Campaigners are calling for an end to the award of multi-million pound coronavirus contracts without competition, after the renewal of a deal with a company whose testing kits had to be recalled over the summer.
The £347m contract with Conservative-linked private healthcare company Randox is a six-month extension of an existing £133m deal in March. Both were awarded without a competitive tendering process.
Questions were also being asked about the role of Tory MP Owen Paterson, who is paid £100,000 a year to act as a consultant for Randox and took part in a call, revealed by The Guardian, between the company and Lord Bethell, the health minister responsible for testing supplies.
Northern Ireland-based Randox is responsible for providing tens of thousands of testing kits each week to care homes and processing them in its Co Antrim labs.
Some 750,000 kits had to be withdrawn in July over concerns they were not sterile, forcing the government to delay plans to provide regular testing for care home residents and staff in England.
Lord Bethell yesterday told parliament that the Department of Health and Social Care (DHSC) has awarded 289 contracts worth a total of £6.1bn to private companies for test and trace supplies and 370 contracts worth £8.3bn for the delivery of personal protective equipment (PPE).
He said: “A direct award of a contract – an option available under the procurement regulations in cases of extreme urgency – has been used in the great majority of these cases.”
Calling for a return to competitive tendering, Steve Goodrich of Transparency International UK said: “That hundreds of millions of pounds of procurement can go ahead without even a whiff of competition is bad enough, yet when these deals are awarded to those with political connections it reeks of cronyism.
“Government really needs to get back into the habit of competitive tendering or risk irreparably damaging confidence in its prudent management of public money.”
Commenting on Mr Paterson’s role in the phone call, he added: “MPs and peers must scrupulously avoid the perception – or reality – that they are working as lobbyists for private interests.
“When parliamentarians with outside employment meet government concerning their client’s commercial operations, it looks an awful lot like they’re trying to influence ministers in return for payment. Parliament should tighten its rules to make it absolutely clear that legislators must not also be lobbyists.”
A DHSC spokesperson said: “The UK government is continuing to scale up testing capacity for coronavirus, to protect the vulnerable, support our NHS, and ultimately save lives.
“This is a national effort, and we are proud to be working with a number of partners on innovative solutions to increase capacity where it is needed and introduce larger scale testing.
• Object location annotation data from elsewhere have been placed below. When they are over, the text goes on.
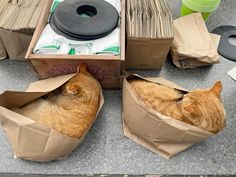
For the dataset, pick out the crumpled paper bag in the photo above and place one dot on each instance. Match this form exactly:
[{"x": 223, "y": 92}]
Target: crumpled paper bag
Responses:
[
  {"x": 161, "y": 134},
  {"x": 30, "y": 141},
  {"x": 193, "y": 46}
]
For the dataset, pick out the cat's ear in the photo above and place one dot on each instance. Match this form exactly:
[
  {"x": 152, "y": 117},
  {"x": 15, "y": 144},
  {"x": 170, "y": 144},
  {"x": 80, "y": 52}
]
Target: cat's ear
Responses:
[
  {"x": 83, "y": 68},
  {"x": 217, "y": 88}
]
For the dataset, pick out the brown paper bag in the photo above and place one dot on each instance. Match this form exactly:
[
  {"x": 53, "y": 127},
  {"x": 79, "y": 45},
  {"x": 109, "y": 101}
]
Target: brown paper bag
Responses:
[
  {"x": 193, "y": 46},
  {"x": 30, "y": 141},
  {"x": 3, "y": 53},
  {"x": 161, "y": 134},
  {"x": 16, "y": 50}
]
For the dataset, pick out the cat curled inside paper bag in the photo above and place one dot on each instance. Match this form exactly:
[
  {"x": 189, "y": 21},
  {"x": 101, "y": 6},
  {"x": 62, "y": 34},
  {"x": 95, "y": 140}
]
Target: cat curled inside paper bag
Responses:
[
  {"x": 71, "y": 110},
  {"x": 201, "y": 107}
]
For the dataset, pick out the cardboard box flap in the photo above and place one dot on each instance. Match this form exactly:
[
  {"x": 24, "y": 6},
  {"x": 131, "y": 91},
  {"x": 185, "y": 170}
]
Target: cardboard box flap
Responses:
[
  {"x": 158, "y": 80},
  {"x": 15, "y": 99}
]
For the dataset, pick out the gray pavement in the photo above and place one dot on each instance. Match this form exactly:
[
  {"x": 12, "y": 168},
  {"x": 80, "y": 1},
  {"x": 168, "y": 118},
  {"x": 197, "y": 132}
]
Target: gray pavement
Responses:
[{"x": 105, "y": 149}]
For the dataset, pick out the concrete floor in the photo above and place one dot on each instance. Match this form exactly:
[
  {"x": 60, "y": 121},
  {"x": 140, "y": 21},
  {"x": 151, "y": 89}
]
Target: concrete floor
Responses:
[{"x": 105, "y": 149}]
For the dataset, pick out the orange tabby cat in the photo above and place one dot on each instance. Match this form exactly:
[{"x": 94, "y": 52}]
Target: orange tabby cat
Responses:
[
  {"x": 201, "y": 108},
  {"x": 72, "y": 110}
]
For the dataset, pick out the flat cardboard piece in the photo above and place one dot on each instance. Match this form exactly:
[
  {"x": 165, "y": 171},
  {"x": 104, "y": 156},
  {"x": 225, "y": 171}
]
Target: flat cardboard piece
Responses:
[
  {"x": 16, "y": 50},
  {"x": 3, "y": 53},
  {"x": 161, "y": 134},
  {"x": 144, "y": 53},
  {"x": 193, "y": 46},
  {"x": 30, "y": 141}
]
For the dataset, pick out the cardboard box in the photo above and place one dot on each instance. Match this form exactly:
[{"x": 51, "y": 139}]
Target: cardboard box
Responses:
[
  {"x": 16, "y": 44},
  {"x": 144, "y": 53},
  {"x": 161, "y": 134},
  {"x": 107, "y": 69},
  {"x": 30, "y": 141}
]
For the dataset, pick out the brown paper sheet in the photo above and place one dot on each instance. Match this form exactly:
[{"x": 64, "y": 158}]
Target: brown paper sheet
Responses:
[
  {"x": 3, "y": 53},
  {"x": 161, "y": 134},
  {"x": 193, "y": 46},
  {"x": 30, "y": 141}
]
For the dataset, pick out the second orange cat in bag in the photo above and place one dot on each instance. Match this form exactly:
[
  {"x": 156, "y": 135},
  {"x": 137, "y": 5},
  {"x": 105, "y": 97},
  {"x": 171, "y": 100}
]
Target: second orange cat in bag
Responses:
[{"x": 201, "y": 107}]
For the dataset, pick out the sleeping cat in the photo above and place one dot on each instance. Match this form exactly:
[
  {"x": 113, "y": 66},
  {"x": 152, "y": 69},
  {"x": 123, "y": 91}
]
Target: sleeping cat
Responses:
[
  {"x": 201, "y": 108},
  {"x": 72, "y": 110}
]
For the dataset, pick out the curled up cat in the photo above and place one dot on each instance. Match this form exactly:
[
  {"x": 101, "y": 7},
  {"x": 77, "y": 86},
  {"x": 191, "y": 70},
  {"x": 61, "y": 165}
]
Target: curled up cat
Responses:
[
  {"x": 69, "y": 110},
  {"x": 201, "y": 107}
]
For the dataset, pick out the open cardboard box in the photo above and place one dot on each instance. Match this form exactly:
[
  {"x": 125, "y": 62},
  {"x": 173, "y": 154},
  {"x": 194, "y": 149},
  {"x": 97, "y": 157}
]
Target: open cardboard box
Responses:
[
  {"x": 28, "y": 140},
  {"x": 107, "y": 69},
  {"x": 161, "y": 134}
]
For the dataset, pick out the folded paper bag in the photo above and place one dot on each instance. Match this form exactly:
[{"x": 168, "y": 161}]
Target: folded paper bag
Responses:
[
  {"x": 161, "y": 134},
  {"x": 193, "y": 46},
  {"x": 3, "y": 53},
  {"x": 30, "y": 141}
]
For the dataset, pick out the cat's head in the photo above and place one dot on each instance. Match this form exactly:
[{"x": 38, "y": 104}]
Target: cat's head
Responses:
[
  {"x": 72, "y": 87},
  {"x": 204, "y": 108}
]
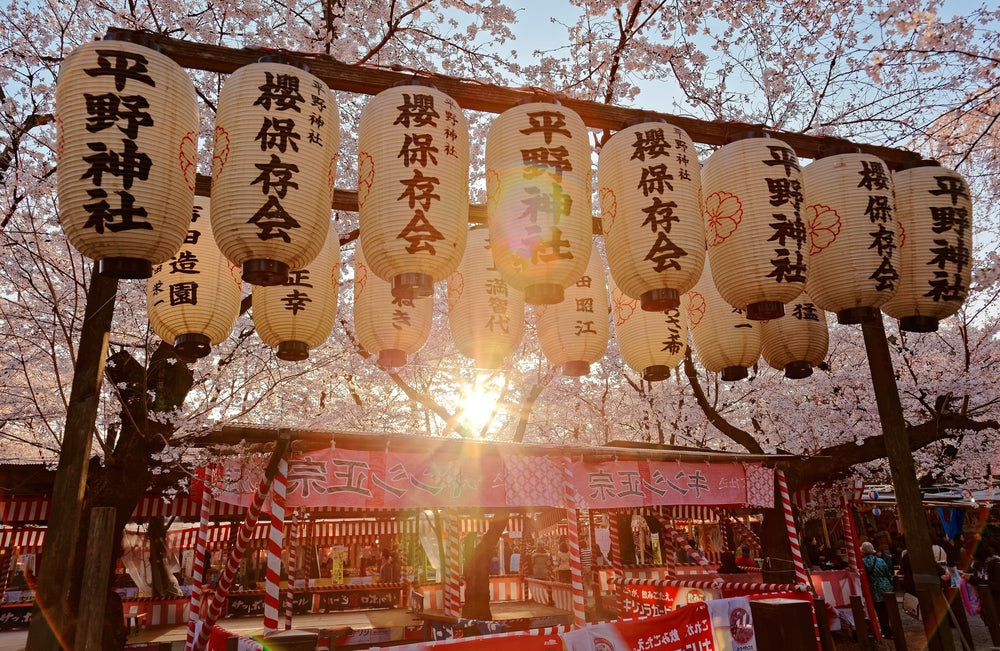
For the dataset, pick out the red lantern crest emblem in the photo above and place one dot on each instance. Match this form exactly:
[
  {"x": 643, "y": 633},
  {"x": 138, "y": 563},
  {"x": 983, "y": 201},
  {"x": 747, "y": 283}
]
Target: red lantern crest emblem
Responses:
[{"x": 724, "y": 212}]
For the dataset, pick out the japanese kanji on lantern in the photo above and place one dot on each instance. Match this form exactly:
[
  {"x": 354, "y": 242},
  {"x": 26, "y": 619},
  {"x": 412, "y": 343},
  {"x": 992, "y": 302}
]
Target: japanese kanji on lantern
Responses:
[
  {"x": 413, "y": 187},
  {"x": 485, "y": 314},
  {"x": 651, "y": 343},
  {"x": 388, "y": 326},
  {"x": 127, "y": 122},
  {"x": 193, "y": 299},
  {"x": 276, "y": 137},
  {"x": 650, "y": 184},
  {"x": 754, "y": 225},
  {"x": 853, "y": 240},
  {"x": 538, "y": 198},
  {"x": 934, "y": 209},
  {"x": 798, "y": 341},
  {"x": 298, "y": 315},
  {"x": 574, "y": 333},
  {"x": 725, "y": 340}
]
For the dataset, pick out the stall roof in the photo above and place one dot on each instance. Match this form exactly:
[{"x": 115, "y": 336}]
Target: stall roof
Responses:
[
  {"x": 622, "y": 450},
  {"x": 937, "y": 495}
]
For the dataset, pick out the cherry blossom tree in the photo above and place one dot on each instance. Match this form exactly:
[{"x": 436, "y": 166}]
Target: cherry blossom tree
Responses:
[{"x": 903, "y": 74}]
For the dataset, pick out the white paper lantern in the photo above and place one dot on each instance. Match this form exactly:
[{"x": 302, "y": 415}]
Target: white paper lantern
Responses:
[
  {"x": 754, "y": 225},
  {"x": 276, "y": 137},
  {"x": 538, "y": 203},
  {"x": 388, "y": 326},
  {"x": 574, "y": 334},
  {"x": 485, "y": 314},
  {"x": 651, "y": 343},
  {"x": 127, "y": 120},
  {"x": 650, "y": 186},
  {"x": 724, "y": 339},
  {"x": 934, "y": 209},
  {"x": 413, "y": 187},
  {"x": 853, "y": 239},
  {"x": 193, "y": 299},
  {"x": 298, "y": 315},
  {"x": 798, "y": 341}
]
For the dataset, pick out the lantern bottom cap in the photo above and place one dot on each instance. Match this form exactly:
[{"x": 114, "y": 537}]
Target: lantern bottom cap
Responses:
[
  {"x": 734, "y": 373},
  {"x": 660, "y": 300},
  {"x": 292, "y": 351},
  {"x": 410, "y": 286},
  {"x": 192, "y": 345},
  {"x": 918, "y": 324},
  {"x": 391, "y": 358},
  {"x": 798, "y": 370},
  {"x": 124, "y": 268},
  {"x": 265, "y": 272},
  {"x": 543, "y": 294},
  {"x": 489, "y": 361},
  {"x": 856, "y": 315},
  {"x": 656, "y": 373},
  {"x": 765, "y": 310}
]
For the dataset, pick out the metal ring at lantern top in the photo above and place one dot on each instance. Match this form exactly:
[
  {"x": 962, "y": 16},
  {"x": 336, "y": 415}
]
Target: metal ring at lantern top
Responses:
[
  {"x": 835, "y": 146},
  {"x": 923, "y": 162},
  {"x": 745, "y": 132},
  {"x": 285, "y": 59},
  {"x": 415, "y": 81},
  {"x": 145, "y": 39}
]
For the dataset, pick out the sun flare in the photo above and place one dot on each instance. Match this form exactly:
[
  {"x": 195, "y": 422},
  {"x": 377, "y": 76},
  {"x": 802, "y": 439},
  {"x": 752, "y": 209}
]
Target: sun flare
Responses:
[{"x": 477, "y": 407}]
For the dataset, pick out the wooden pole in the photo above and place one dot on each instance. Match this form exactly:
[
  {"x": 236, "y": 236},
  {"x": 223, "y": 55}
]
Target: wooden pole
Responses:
[
  {"x": 51, "y": 618},
  {"x": 909, "y": 500},
  {"x": 96, "y": 570}
]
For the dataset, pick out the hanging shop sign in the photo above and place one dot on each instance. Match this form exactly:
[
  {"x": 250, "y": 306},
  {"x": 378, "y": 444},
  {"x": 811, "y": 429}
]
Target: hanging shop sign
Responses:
[{"x": 368, "y": 479}]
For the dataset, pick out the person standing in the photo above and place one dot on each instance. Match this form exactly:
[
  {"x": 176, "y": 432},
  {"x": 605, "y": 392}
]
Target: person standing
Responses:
[
  {"x": 563, "y": 573},
  {"x": 541, "y": 562},
  {"x": 388, "y": 571},
  {"x": 879, "y": 577}
]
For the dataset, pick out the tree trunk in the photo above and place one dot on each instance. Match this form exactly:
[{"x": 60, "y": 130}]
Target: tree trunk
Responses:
[
  {"x": 164, "y": 584},
  {"x": 127, "y": 471},
  {"x": 778, "y": 566},
  {"x": 477, "y": 571}
]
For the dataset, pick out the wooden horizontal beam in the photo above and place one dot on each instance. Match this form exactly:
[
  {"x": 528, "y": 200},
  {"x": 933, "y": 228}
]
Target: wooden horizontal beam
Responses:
[{"x": 476, "y": 96}]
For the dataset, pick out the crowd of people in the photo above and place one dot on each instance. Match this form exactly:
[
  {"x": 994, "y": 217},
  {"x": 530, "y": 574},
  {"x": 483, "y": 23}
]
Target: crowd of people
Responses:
[{"x": 964, "y": 563}]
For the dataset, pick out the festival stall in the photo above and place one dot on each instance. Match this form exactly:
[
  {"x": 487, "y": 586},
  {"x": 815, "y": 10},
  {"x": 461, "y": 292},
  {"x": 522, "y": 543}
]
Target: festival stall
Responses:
[{"x": 375, "y": 473}]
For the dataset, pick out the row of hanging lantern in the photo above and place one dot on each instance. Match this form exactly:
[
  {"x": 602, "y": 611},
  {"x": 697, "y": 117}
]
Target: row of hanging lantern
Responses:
[{"x": 847, "y": 232}]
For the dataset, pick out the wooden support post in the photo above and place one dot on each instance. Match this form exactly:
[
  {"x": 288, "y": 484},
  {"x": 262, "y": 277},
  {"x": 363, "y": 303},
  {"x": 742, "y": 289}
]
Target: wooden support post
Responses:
[
  {"x": 862, "y": 625},
  {"x": 825, "y": 636},
  {"x": 990, "y": 614},
  {"x": 895, "y": 621},
  {"x": 96, "y": 574},
  {"x": 958, "y": 615},
  {"x": 909, "y": 501},
  {"x": 51, "y": 619}
]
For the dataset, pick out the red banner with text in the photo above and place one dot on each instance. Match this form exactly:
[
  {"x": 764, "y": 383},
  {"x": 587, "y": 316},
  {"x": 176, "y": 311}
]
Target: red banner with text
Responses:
[{"x": 373, "y": 479}]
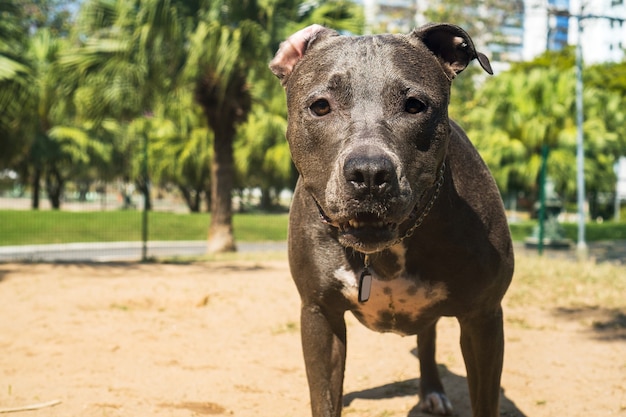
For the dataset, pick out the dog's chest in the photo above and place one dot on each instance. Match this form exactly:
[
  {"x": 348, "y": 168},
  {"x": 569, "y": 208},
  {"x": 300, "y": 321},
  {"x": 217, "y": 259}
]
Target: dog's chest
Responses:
[{"x": 396, "y": 304}]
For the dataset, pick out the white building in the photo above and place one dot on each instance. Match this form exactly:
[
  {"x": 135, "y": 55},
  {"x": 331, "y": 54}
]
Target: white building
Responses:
[{"x": 541, "y": 25}]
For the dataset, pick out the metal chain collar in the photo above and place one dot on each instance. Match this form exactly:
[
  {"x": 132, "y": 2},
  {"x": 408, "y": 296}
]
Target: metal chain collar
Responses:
[{"x": 426, "y": 210}]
“This includes an extension of an existing contract with Randox Laboratories, as we continue to increase testing capacity.”
Randox managing director Dr Peter FitzGerald said: “We take very seriously our responsibility to ensure that vital laboratory testing for Covid-19 continues and expands during the winter months.
“We have extensively ramped up our capacity and made significant private investment in order to fulfil and exceed our commitment to the national testing programme. All at Randox are fully committed to supporting the programme, and we look forward to continuing to play our role, which is crucial to the economic and social wellbeing of the nation.”
There was no immediate response from Mr Paterson to a request for a comment.